E tuttavia, va detto, un 'partito'. Tutta l'innovazione rispetto alla stagione renziana riguardando infatti il ripristino della 'forma' partito nei suoi connotati elementari: pluralismo e concorsualità, riconoscimento dei corpi intermedi, continuità di cultura politica (comunque non meglio precisata), apertura (gramsciano-morotea) ai 'flussi vitali' nel segno dell'orgoglio e della modestia.
Un partito derenzizzato, insomma. Tornato sobrio senza neanche aver bisogno di ricordare come e perchè si era ubriacato. Ed è qui che s'è visto all'opera il marchio felpato del zingarettismo (e del gentilonismo). Laddove s'era impiantata la retorica (e la pratica) fulminante della 'rottura' e dello 'sbrago', riprende corso l'elogio della 'continuità senza fratture', persino col renzismo messo da parte.
Un Pd derenzizzato in modo dolce senza che nessuno dei punti qualificanti e controversi di quella sciagurata stagione di governo sia stato messo in discussione, neppure l'azzardo della riforma costituzionale. Dove Zingaretti si è peritato di richiamare, a scanso di equivoci non bastassero le dichiarazioni a suo tempo sciorinate da Veltroni, che è l'elettorato ad aver sbagliato. Nella sostanza una felice continuità con tutto quel che è preceduto. Niente da rinnegare, salvo gli eccessi stilistici.

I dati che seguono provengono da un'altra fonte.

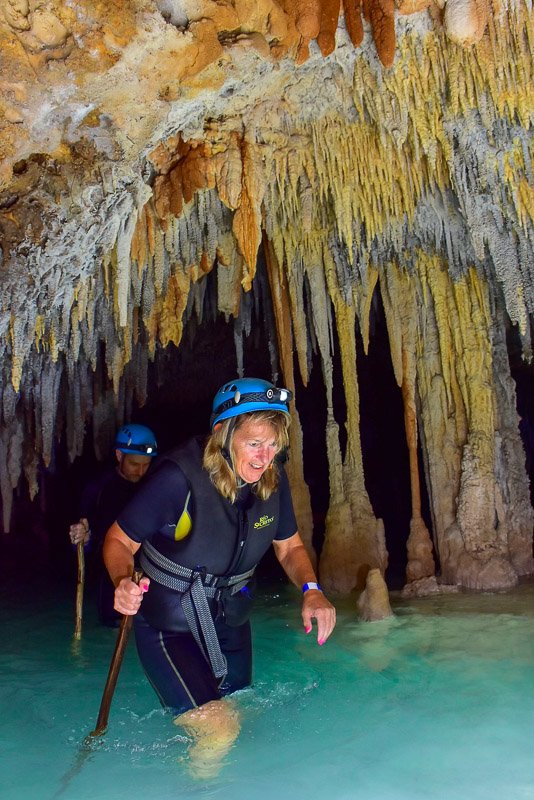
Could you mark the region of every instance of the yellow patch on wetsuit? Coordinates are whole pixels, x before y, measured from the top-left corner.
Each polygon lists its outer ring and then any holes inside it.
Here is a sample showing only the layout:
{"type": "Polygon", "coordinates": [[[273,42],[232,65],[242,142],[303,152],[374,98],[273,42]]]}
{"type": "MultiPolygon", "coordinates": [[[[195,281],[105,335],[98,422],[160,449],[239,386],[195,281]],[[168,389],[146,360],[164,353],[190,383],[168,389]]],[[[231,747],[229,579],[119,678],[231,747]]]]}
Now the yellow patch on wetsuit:
{"type": "Polygon", "coordinates": [[[191,492],[189,492],[189,494],[187,495],[184,510],[182,511],[180,519],[176,523],[176,527],[174,529],[174,540],[176,542],[179,542],[180,539],[185,539],[185,537],[189,535],[189,533],[191,532],[191,528],[193,527],[193,522],[189,515],[190,497],[191,497],[191,492]]]}

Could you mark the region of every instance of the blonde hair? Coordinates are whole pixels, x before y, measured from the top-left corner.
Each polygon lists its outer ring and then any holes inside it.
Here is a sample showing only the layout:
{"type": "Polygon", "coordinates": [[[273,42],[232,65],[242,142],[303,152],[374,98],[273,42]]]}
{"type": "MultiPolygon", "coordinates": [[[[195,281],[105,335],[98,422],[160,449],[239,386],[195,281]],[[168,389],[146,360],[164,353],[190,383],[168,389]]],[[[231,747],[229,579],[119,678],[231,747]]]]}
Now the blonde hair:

Zingaretti è così apparso nella sua natura intrinseca: quella di un 'curatore' omeopatico della psiche del Pd, piuttosto che di un risanatore catartico delle malformazioni corporee. Per adesso con un discreto successo. Faceva impressione vedere tutta quella gente passata iattante in tutte le ignominie della stagione renziana levarsi in piedi plaudente. Come riverginata a nuova vita, pronta a riproporsi secondo lo stil novo zingarettiano. L'ennesima casacca. E giustamente Martina ha colto lapidariamente il passaggio di fase; "Siamo un partito non una baracca".
Un lavacro con sapone neutro. Il giaguaro è stato smacchiato. I gattopardini.smarriti si sono rimessi in branco.